VAP is released under the GPL license. For further details see the COPYING files in respective repositories.
Can I run VAP through X-Windows?
Yes, as long as your server is configured to support X-windows the interface should open on your side.
Who is working on VAP?
How to contact the authors?
All questions and comments should be addressed at firstname.lastname@example.org.
QUESTIONS ABOUT THE CONCEPTS
What is a reference feature?
A reference feature is a generalized term corresponding to a gene, another genetic annotation or a region of interest.
What is a reference group?
A reference group contains the set of reference features of interest from which the aggregate and/or individual profiles will be calculated.
What is a reference point?
A reference point is like an anchor on which genomic regions are aligned. VAP proposes to use up to six reference points to delimit the regions of interest and avoid signal contamination from the adjacent annotations.
What is a block?
There are always one more block than the number of reference points. Using two reference points, three blocks are generated to isolate in the middle block the reference feature, flanked by independent blocks for the upstream and downstream regions.
What is a window?
Each block is subdivided in a given number of windows of constant size in the absolute analysis mode, or a constant number of windows of variable size in the relative analysis mode.
QUESTIONS ABOUT THE INTERFACE
How do I create graphs?
What are the orientation (AA, TC, DC, etc.)?
What does the orientations mean?
QUESTIONS ABOUT THE INPUT FILES
What is the format of the reference group?
It depends on the analysis mode. For the “annotation” and “exon” modes, one reference group simply contains a list of one annotation name per line (coming from the first column of the genome annotations file) that are used to extract the coordinates of the reference features from the genome annotations file.

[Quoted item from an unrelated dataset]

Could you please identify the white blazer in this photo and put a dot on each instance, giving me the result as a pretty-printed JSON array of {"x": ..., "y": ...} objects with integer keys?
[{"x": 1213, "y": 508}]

For “coordinate” mode, the reference group must directly contains the coordinates in a special format. Because it can contains up to 6 reference points, the first column (tab-delimited) of the other lines must contains the chromosome, the second column the strand ('+' or '-' (any other character interpreted as '+')), and X columns containing the coordinates. (e.g. to analyze regions of interest identified by a start and end coordinates: "chr1 - 1200 1500 region1_score=14.6"). An additional column could optionally contains the name of the region that will be reported in the "all_" output file. Exceptionally, the BED format file with 3 to 6 columns is supported when there are exactly 2 reference points. The first line must start by a "#" and contains at least the tag "type=" followed by one of the 6 "coordX" where X is the number of reference_points contained in this file (e.g. “type=coord2”). The full description of the first line is: # type=["]file_type["] name=["]file_alias["] desc=["]file_description["] where the three tags can appears in any order, and to contain space the type/name/desc should be flanked by double-quotes.
When the first line of a reference group file contains a tag "name=", this string is used as group_name, otherwise the file name is used as group_name in the output files. If a group contains the same reference feature more than once, all instances are kept (and linked to the same genome annotation when applied). Any other line starting by "#" are considered as comments.
QUESTIONS ABOUT THE OUTPUT FILES
How do I interpret graphs?
What is an "agg" file?
What is an "ind" file?
What is the "map_graphs_datafiles.txt" file?
What is the "vap_parameters.txt" file?
Why the proportion of the second graph for the test files is mostly ~40%?
The test datasets are ChIP-chip files with a resolution of ~1 probe of 60 bp each 250 pb (~4 probes/1 kb) of the yeast genome, and the window_size parameter is set to 50 bp in the default parameters file. As a consequence, in each 5 consecutive windows (covering 250 bp), 2 windows contain values (therefore 40% of the windows are contributing to the aggregate profiles). By changing the window_size to 500 bp, the average proportion increases to ~95% in the upstream and downstream regions (but drop rapidly to 0% in the other regions because the average gene length is 1.5 kb (therefore only 3 windows of 500 bp).